Heading southward — Idaho & Utah, August 19-23, 2016

After returning to our RV, we caught up with Bill & Colleen at the Murdock Camp Ground near Sun Valley/Ketchum.  We spent August 20 being tourists in Ketchum/Sun Valley, including a ride up a ski lift to the top of one of the famous runs on Bald Mountain.  We also sought out the grave of Ernest Hemingway in the Ketchum Cemetery.  We had lunch at Gretchen’s in the Sun Valley Lodge, named in honor of Gretchen Kunigk Fraser, the first American to win an Olympic gold medal in skiing.   She later made Sun Valley her home.

On August 21 we stopped at the Craters of the Moon National Monument and Preserve, a U.S. National Monument and national preserve in the Snake River Plain in central Idaho. It lies between the small towns of Arco and Carey, at an average elevation of 5,900 feet above sea level. The protected area’s features are volcanic and represent one of the best-preserved flood basalt areas in the continental United States.

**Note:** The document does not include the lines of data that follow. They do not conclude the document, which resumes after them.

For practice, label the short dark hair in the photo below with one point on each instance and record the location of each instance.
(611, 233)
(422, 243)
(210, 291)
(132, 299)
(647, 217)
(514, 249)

The Monument and Preserve encompass three major lava fields and about 400 square miles  of sagebrush steppe grasslands to cover a total area of 1,117 square miles. All three lava fields lie along the Great Rift of Idaho, with some of the best examples of open rift cracks in the world, including the deepest known on Earth at 800 feet (240 m). There are excellent examples of almost every variety of basaltic lava, as well as tree molds (cavities left by lava-incinerated trees), lava tubes (a type of cave), and many other volcanic features. The 60 distinct solidified lava flows that form the Craters of the Moon Lava Field range in age from 15,000 to just 2,000 years. [Description adapted from Wikipedia.]

Our visit included a Ranger-guided walk through a lava tube, created when a mass of flowing lava congealed on the outside but continued to flow on the inside until the inside was evacuated.

We spent the night in the Arco RV Campground.

On August 22 we stopped at the Experimental Breeder Reactor-I, the worlds first nuclear power plant.

Experimental Breeder Reactor I (EBR-I) is a decommissioned research reactor and U.S. National Historic Landmark located in the desert about 18 miles southeast of Arco, Idaho. At 1:50 pm on December 20, 1951, it became the world’s first electricity-generating nuclear power plant when it produced sufficient electricity to illuminate four 200-watt light bulbs.  It subsequently generated sufficient electricity to power its building, and continued to be used for experimental purposes until it was decommissioned in 1964. Besides generating the world’s first electricity from atomic energy, EBR-I was also the world’s first breeder reactor and the first to use plutonium fuel to generate electricity. EBR-1’s initial purpose was to prove Enrico Fermi’s fuel breeding principle, a principle that showed a nuclear reactor producing more fuel atoms than consumed. Along with generating electricity, EBR-1 would also prove this principle.  [Wikipedia]

Outside the plant were two enormous experimental nuclear “engines”  constructed to explore the possibility of powering a plane with nuclear energy.  The intended plane still exists, but is stored elsewhere.  As you might suppose from the size of the engines, the experiment was not a success.

We also stopped briefly in the town of Blackfoot, where we visited the Idaho Potato Museum.  Boy do we know how to have fun!

After the museum we continued on to Pocatello, where we camped in a County Fairgrounds.  The place looked familiar.  Here is why.


On August 23 we continued onward, stopping to overnight in a “dispersed” (and free) campground near Nephi, Utah.  That night, as on most nights, the four of us played Spades.  That night, as on most nights, the mighty men prevailed.